YENİ DÖNEMDEN BEKLENTİLER GERÇEK Mİ, DÜŞ MÜ?!...

Fehmi KETENCİ 29 May 2016

Fehmi KETENCİ
Tüm Yazıları
Günümüz sosyal yaşamında yaşam şartlarına gerektiği gibi ayak uydurabilmek zor iş…

Günümüz sosyal yaşamında yaşam şartlarına gerektiği gibi ayak uydurabilmek zor iş…Sosyal yaşamın süregeldiği ortamlarda her şey kurulu ve sistematik olarak işler halde olmalı. Sistem tam kurulu olmalı ki sosyal yaşamı paylaşanların dayanacak gücü olsun. Ülkemiz insanı, yıllardır yaşamı zorlaştıran ekonomik koşulların daralttığı geçim sıkıntılarıyla boğuşurken yaşadığı ortamı zorlaştıran engellerden nefes alamıyor. Bu sorun, nüfusu her yıl katlayarak büyüyen büyük metropollerde daha da ağır. Oralarda ağırlaşan yaşam şartlarına uyum için fazladan bir efor gerekiyor. Bu ülke yıllarca kendi ihtiyacını hemen hemen kendi olanakları ile üretebilir durumda iken global ekonomi hevesi peşinde koşarak tam altyapı hazırlığı olmaksızın dışa açılarak, üretici toplum olmaktan uzaklaştı, giderek sadece tüketen toplum haline geldi.

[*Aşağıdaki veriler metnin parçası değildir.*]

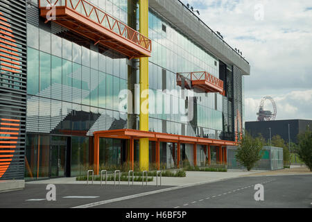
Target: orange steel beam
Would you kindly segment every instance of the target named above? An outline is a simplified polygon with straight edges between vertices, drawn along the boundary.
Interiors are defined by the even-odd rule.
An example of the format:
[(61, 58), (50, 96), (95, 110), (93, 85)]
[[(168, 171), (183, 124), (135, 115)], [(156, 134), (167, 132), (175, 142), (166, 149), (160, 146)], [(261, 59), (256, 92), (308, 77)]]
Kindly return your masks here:
[(219, 146), (219, 161), (220, 163), (222, 164), (223, 161), (222, 161), (222, 146)]
[(40, 135), (38, 136), (38, 153), (37, 155), (37, 178), (39, 178), (40, 164)]
[(158, 170), (160, 170), (160, 141), (159, 139), (156, 142), (156, 164), (157, 164)]
[(130, 139), (130, 161), (131, 161), (131, 168), (132, 170), (135, 170), (135, 140), (132, 137)]
[(181, 144), (178, 142), (177, 144), (177, 168), (180, 168), (180, 162), (181, 162)]
[(94, 135), (94, 173), (98, 175), (100, 173), (100, 137)]
[(211, 164), (211, 153), (210, 153), (210, 145), (208, 144), (208, 163), (209, 166)]
[(107, 137), (107, 138), (125, 138), (130, 139), (130, 137), (132, 137), (135, 139), (138, 139), (139, 138), (148, 138), (151, 140), (159, 139), (164, 142), (180, 142), (184, 144), (202, 144), (203, 145), (211, 144), (211, 145), (229, 145), (229, 146), (236, 146), (239, 144), (238, 142), (224, 141), (218, 139), (211, 139), (201, 137), (170, 135), (166, 133), (159, 133), (154, 132), (146, 132), (140, 131), (137, 130), (115, 130), (109, 131), (98, 131), (95, 132), (94, 135), (98, 135), (100, 137)]
[[(48, 0), (40, 1), (42, 17), (46, 17), (50, 10), (46, 8), (47, 3)], [(75, 3), (67, 0), (64, 5), (61, 3), (58, 0), (55, 3), (53, 22), (128, 58), (150, 57), (151, 40), (105, 11), (85, 0)], [(86, 8), (91, 10), (87, 12)]]
[[(224, 94), (224, 83), (218, 78), (207, 71), (196, 71), (189, 73), (177, 73), (177, 84), (182, 86), (182, 79), (190, 80), (193, 87), (200, 88), (206, 92), (218, 92)], [(186, 81), (187, 83), (187, 81)], [(191, 88), (190, 86), (188, 86)]]

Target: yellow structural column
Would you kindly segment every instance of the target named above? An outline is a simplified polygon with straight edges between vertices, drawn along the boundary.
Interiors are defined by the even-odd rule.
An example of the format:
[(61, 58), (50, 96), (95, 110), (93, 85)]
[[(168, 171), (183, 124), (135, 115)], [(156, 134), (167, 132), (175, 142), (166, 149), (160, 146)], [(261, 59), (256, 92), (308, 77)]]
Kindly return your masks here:
[[(148, 37), (148, 0), (139, 0), (140, 33)], [(148, 131), (148, 58), (140, 58), (140, 130)], [(140, 139), (139, 165), (148, 171), (148, 139)]]

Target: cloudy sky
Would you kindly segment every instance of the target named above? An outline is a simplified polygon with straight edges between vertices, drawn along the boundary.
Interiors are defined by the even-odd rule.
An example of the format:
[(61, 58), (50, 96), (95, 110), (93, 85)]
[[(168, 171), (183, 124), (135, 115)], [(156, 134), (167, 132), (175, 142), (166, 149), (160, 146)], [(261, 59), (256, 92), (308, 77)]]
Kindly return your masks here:
[[(182, 0), (250, 63), (245, 121), (257, 120), (262, 97), (277, 119), (312, 119), (311, 0)], [(265, 107), (272, 110), (266, 102)]]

Serbest piyasa ekonomisinin kontrolsuzluğu altında ezilen üretici de oluşan bu haksız rekabet ortamına dayanamadı. Bu durumdan en çok etkilenen ise üretimi elinde bulunduran çiftçi ve köylü olmuştur. Yıllardır üreterek bir bölümünü satıp geçimini sağlayan çiftçi-köylü boyunu aşan serbest piyasa ekonomisi rekabetine dayanamamıştır. Gelişen ve büyüyen toplumlarda global ekonomiye geçiş gereklidir. Oradaki gelişmelere kapıları kapalı tutmak yapısal gelişimi köreltebilir. Sanayileşirken dışa açılma, teknolojik iletişim, teknoloji alış verişi mutlaka gereklidir. Sizin dışınızda hızla gelişen bir dünya varsa ve bu dünyadan kendinizi soyutlayamazsınız. Ülkemiz, dışarıdan bakanlar için, hızla kabuk değiştiren, sanayileşen, gerek sosyal reformları, gerekse teknolojik yapılanması ile hızla büyüyen bir ülke görünümündedir

Bugün gelinen noktadaki sıkıntıların altında yatan önemli nedenlerden biri de; hızlı ama zaman zaman kontrolden kaçan büyüme ve asıl en önemlisi dışa bağımlılığın yerli üretime vurduğu darbenin sonuçları olarak gösterilebilir. Burada asıl olan bu hıza ayak uyduracak alt yapının aksayan yönlerinin giderilmesi konusunda kararlı ve sağlıklı adımların atılmasıdır. Ülke, ikibinli yılların başlangıcında dünyada başgösteren global ekonomik krize rağmen, büyüyen Avrupalı ülkeler arasında yerini alabilcek kadar önemli aşama kaydetmiş gibi görünmekteydi. 2002 genel seçimleri sonrasında ortaya çıkan yeni siyasal durum ise; uzun yıllar koalisyon hükümetleri ile yönetilen Türkiye için yeni bir dönemin başlangıcı olduğu yazıldı, söylendi,  

Evet yeni dönem tek partili güçlü hükümet modelini ortaya çıkarmıştır. Başlangıçta başarı için oldukça umutvar bir fotoğraf  görüntüsü verdi.. Bu gün gelinen noktada  o fotoğraf sadece fotoğraf olarak kaldı..  Ülke ondört yıldır güçlü tek partili yönetimlerle bu güne geldi.. Yıllar oncesinde çok ümitvar olarak görünen o fotoğrafta hiç de önemli değişimler olmadı. Son bir yıl içinde ülke iki kez farklı sonuçlar sergileyen iki seçim sürecinden geçti.. Bir hükümet yönetimi baştaydı, ama değişti, şimdi ise yeni bir hükümet başta ve hala ne zaman daha iyi oluruz beklentileri var.. Bu kez daha da fazlasıyla.. Dolar kontrolden çıkmış, piyasada sıcak para sıkıntısı söylenti olmanın ötesine geçmiş.. Küçük esnaf zor durumda, doların insafsızlığı ekonominin dengesini bozmuş.. Bu durumda yeni dönemden beklentileri değil yeni yönetimin neler yapabileceği konuşulmaktadır.. Umarım güçlü tek parti döneminin yansıttığı fotoğraf kendini hissettirip, gerçeğe dönüşür ve tek partili iktidarlara olabildiğince destek verenler beklentilerine kavuşurlar.  Avrupa Birliği’ne girebilmeyi hayal ederken yeni bir hayal kırıklığına daha dayanamayız… Aman dikkat!…Bu ülke insanı hem ekonomik olarak hem de psikolojik olarak bir krizi daha kaldıramaz.